I know my perception of Guatemala City is skewed for having passed my stay with the monied few, chauffeured about -- and thus kept clear of public buses which, statistically speaking, are as likely to lead you into armed robbery as they are your intended destination -- pampered as though wholly incapable, but I loved to contrast to San Pedro. Major cities are fascinating beasts, hubs where gang-controlled corridors of cracked concrete and graffiti and razor wire border zones of plush highrises and residences -- and the requisite razorwire!

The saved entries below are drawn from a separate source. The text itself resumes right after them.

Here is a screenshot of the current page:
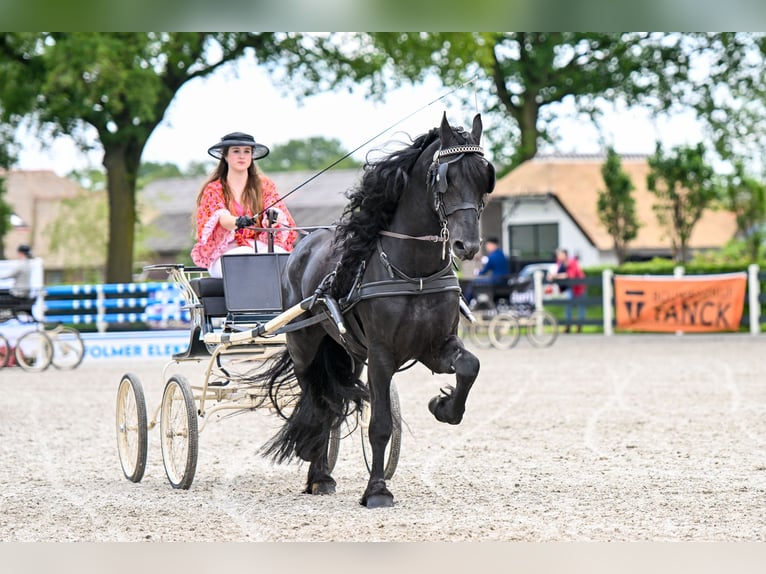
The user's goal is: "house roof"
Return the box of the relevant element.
[0,169,88,265]
[491,154,737,252]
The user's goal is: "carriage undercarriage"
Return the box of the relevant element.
[115,256,401,490]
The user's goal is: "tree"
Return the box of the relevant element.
[597,147,640,265]
[647,142,719,263]
[0,32,342,282]
[257,137,361,172]
[359,33,693,170]
[0,125,15,259]
[724,162,766,261]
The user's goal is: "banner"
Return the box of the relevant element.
[614,273,747,333]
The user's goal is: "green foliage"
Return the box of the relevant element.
[722,162,766,262]
[0,32,349,282]
[48,191,108,275]
[597,147,640,264]
[258,137,361,172]
[362,32,693,169]
[0,124,17,259]
[647,142,720,263]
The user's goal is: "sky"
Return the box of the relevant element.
[13,57,705,177]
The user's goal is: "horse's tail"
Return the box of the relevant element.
[259,340,368,464]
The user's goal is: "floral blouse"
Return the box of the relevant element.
[190,176,297,269]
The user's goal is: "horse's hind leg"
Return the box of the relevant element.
[422,336,480,425]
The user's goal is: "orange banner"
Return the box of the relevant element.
[614,273,747,332]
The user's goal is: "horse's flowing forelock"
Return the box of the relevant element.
[330,130,441,298]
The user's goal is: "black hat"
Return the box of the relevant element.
[207,132,270,160]
[17,244,32,256]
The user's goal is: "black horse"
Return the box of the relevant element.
[255,113,495,508]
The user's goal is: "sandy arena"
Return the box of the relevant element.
[1,333,765,542]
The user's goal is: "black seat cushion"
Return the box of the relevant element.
[190,277,226,317]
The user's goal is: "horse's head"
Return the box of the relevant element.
[429,112,496,260]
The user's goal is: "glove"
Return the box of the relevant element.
[235,215,255,229]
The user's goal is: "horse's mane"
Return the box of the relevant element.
[330,128,440,298]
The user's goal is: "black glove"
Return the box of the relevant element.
[235,215,255,229]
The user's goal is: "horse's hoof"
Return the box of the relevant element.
[309,481,336,495]
[428,396,462,425]
[362,494,395,509]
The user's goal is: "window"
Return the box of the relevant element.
[508,223,559,260]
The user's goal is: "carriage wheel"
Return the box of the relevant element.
[327,424,341,474]
[468,321,493,349]
[116,373,148,483]
[0,334,9,368]
[51,326,85,370]
[160,374,199,489]
[360,380,402,480]
[488,312,521,350]
[525,310,559,348]
[14,330,53,372]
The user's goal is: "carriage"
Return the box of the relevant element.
[116,112,495,507]
[460,271,560,350]
[115,249,403,490]
[0,290,85,371]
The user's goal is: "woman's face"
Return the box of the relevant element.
[225,146,253,171]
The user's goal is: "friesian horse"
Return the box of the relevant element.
[255,113,495,508]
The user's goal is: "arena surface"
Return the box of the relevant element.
[1,333,765,542]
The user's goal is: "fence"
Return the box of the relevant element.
[537,264,763,335]
[26,264,766,335]
[41,282,189,332]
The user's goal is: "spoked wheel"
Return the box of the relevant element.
[160,374,198,489]
[468,320,493,349]
[360,381,402,480]
[488,312,521,350]
[14,330,53,372]
[116,373,148,483]
[0,334,9,368]
[51,326,85,369]
[525,310,559,348]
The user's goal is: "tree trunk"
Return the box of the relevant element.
[516,97,540,165]
[103,143,141,284]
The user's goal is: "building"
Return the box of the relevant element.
[488,154,738,271]
[0,169,94,282]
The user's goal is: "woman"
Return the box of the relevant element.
[191,132,297,277]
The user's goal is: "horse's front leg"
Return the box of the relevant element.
[360,352,396,509]
[423,335,479,425]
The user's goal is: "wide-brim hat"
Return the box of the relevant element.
[207,132,270,160]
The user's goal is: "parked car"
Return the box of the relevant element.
[513,262,561,300]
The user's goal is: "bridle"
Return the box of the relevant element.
[379,138,487,260]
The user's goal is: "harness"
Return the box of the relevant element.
[279,140,486,360]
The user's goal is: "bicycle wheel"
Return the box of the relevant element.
[51,326,85,369]
[14,330,53,372]
[116,373,148,483]
[469,320,493,348]
[361,380,402,480]
[488,313,521,350]
[0,334,9,367]
[160,374,198,489]
[525,310,559,348]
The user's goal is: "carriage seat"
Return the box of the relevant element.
[189,277,227,318]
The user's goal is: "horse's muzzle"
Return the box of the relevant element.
[452,239,479,261]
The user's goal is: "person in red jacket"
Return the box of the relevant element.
[548,248,586,332]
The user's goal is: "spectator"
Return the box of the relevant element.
[548,247,586,332]
[0,244,33,298]
[464,237,509,306]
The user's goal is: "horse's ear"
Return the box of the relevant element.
[439,111,459,146]
[471,114,483,144]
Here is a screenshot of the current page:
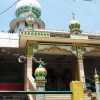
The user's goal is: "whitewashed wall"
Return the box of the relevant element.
[0,32,19,47]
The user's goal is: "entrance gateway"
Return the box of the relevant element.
[33,44,78,91]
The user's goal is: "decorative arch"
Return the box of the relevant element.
[84,48,100,57]
[36,46,73,55]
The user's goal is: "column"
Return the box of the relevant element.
[26,57,33,75]
[36,83,46,100]
[26,41,34,75]
[76,46,86,90]
[77,57,85,83]
[72,45,85,83]
[94,69,100,100]
[24,41,33,90]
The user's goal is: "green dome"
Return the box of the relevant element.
[35,63,47,80]
[69,20,80,31]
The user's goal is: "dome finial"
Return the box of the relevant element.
[94,68,99,80]
[26,3,35,29]
[28,3,33,17]
[72,12,75,20]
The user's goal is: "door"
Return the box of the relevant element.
[45,66,72,91]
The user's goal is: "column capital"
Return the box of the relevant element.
[26,41,33,58]
[77,56,84,61]
[26,57,33,60]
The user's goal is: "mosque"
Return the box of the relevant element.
[0,0,100,99]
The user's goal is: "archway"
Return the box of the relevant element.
[33,54,77,90]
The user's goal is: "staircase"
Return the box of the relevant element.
[0,94,29,100]
[45,94,91,100]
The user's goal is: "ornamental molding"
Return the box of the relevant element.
[36,45,72,55]
[16,6,41,18]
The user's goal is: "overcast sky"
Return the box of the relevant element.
[0,0,100,33]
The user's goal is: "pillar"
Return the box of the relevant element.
[94,69,100,100]
[76,46,86,86]
[71,45,85,83]
[24,41,33,90]
[26,57,33,75]
[26,41,33,75]
[36,82,46,100]
[77,57,85,84]
[70,81,84,100]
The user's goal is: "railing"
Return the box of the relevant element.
[0,91,72,100]
[0,91,72,94]
[86,77,95,91]
[27,74,36,90]
[27,73,36,100]
[0,81,86,100]
[83,76,100,100]
[83,76,96,94]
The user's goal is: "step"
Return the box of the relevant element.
[45,94,71,100]
[0,94,29,100]
[45,94,91,100]
[84,94,91,100]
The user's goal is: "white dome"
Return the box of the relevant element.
[15,0,41,18]
[70,20,80,24]
[16,0,41,10]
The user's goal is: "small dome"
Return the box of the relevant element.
[94,74,99,79]
[35,63,47,80]
[69,20,80,31]
[94,69,99,79]
[15,0,41,18]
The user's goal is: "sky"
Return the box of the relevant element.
[0,0,100,33]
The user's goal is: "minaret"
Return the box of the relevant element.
[34,58,47,100]
[9,0,45,33]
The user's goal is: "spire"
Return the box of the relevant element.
[94,68,99,80]
[28,4,34,17]
[72,12,75,20]
[26,4,35,29]
[95,68,97,74]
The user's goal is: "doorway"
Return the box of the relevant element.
[34,53,77,91]
[46,66,72,91]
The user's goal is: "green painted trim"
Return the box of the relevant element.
[28,24,33,29]
[20,31,50,37]
[0,91,72,94]
[69,23,80,31]
[16,6,41,18]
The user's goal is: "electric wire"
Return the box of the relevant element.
[0,0,19,16]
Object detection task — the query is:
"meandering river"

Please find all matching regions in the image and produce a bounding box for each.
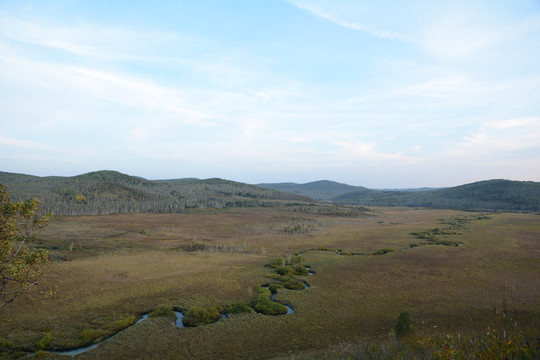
[29,264,313,357]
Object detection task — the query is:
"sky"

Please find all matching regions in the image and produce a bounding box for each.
[1,0,539,188]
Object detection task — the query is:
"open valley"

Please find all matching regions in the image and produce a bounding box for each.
[1,206,538,359]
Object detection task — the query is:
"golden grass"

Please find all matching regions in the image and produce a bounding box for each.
[1,251,268,350]
[1,207,538,359]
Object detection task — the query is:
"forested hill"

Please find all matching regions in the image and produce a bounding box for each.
[0,171,312,215]
[334,179,540,211]
[257,180,368,201]
[261,179,540,212]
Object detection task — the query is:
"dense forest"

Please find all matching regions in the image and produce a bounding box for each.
[3,171,539,214]
[0,171,312,215]
[262,179,540,212]
[257,180,367,201]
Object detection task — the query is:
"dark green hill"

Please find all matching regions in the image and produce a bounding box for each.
[257,180,367,201]
[334,179,540,211]
[0,171,312,215]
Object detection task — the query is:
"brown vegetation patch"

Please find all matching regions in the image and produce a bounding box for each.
[1,208,539,359]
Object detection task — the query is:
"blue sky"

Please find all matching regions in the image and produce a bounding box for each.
[1,0,539,188]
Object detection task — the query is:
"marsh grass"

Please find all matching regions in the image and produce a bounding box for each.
[281,278,306,290]
[36,332,53,350]
[79,314,138,344]
[404,325,539,359]
[267,283,283,293]
[235,252,311,318]
[263,254,310,291]
[219,302,253,314]
[0,251,267,353]
[407,214,495,248]
[248,288,287,315]
[275,324,539,360]
[0,208,538,359]
[275,303,539,359]
[149,304,174,318]
[182,307,221,327]
[372,248,394,255]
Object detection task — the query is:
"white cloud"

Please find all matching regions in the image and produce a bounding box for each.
[290,0,540,61]
[290,0,409,41]
[333,141,421,163]
[0,45,216,131]
[0,135,97,160]
[0,135,57,151]
[420,11,540,59]
[451,117,540,155]
[405,74,476,98]
[0,15,188,60]
[485,117,539,130]
[69,67,212,124]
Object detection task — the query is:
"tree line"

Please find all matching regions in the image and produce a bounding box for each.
[0,171,312,216]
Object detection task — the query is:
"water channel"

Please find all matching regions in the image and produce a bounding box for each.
[29,266,312,357]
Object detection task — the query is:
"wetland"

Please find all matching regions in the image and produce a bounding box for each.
[1,206,539,359]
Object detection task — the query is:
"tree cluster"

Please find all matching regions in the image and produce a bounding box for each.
[0,184,53,310]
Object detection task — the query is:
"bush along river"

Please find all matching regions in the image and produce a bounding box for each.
[27,255,313,357]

December 7th, national event Quema Del Diablo is another Chapin excuse for drinking, fireworks and burning trash in the streets -- much like sports celebrations in West Virginia. At 6pm our party of adults and kids -- gathered at Ana Maria's for an unrelated fundraiser - congregated in the streets where several paper-machè devils strapped with belts of firecrackers were torched, flaming and exploding until only crude wire frames remained, kids running wild with sparklers, bottle rockets launching in quick procession. This, as was transpiring on our block, transpired across Guatemala, and Roberto assured my with considerably more mayhem (and excitement) when perpetrated by the less safety conscious.
Ana Maria and Roberto were gracious and accomodating beyond reason. Juanita cooked up delicious eats and her son, Hector, was quick to interrupt me and correct my Spanish pronunciation, help most adults eschew giving for fear I'll never complete a thought. Groundskeeper Simon's stable of loving youngsters (Neddy, Karin, Esmeralda, y Liliana, names as interpreted through conversation), plus Ana Miriam, the cute and sarcastic daughter of one of Ana Maria's school's working staff, are my newest adopted hermanitos. The days of escondidos, futbol, and tickling (which is great fun until a gang of kids incapacitate you with their fingers) flew past. If only I hadn't been so well sheltered from the harsher realities of Guate, perhaps I could've been mugged of my passport and thus required to linger longer, in proximity to the US Embassy. As it is, I promised my hermanitos I will return, and that was before Monday morning when I departed, Esmeralda, Neddy and Karin peeking from behind a window near the stairs descending into the carport for who knows how long, waiting only for my appearance to hug me goodbye. Adorably, Karin gifted me a Spongebob action figure, a gesture of kindness unquantifiable. From a family of less means than I'll ever know, from children who can't afford to simply replace toys, a gift I certainly don't need but with which I'll never part.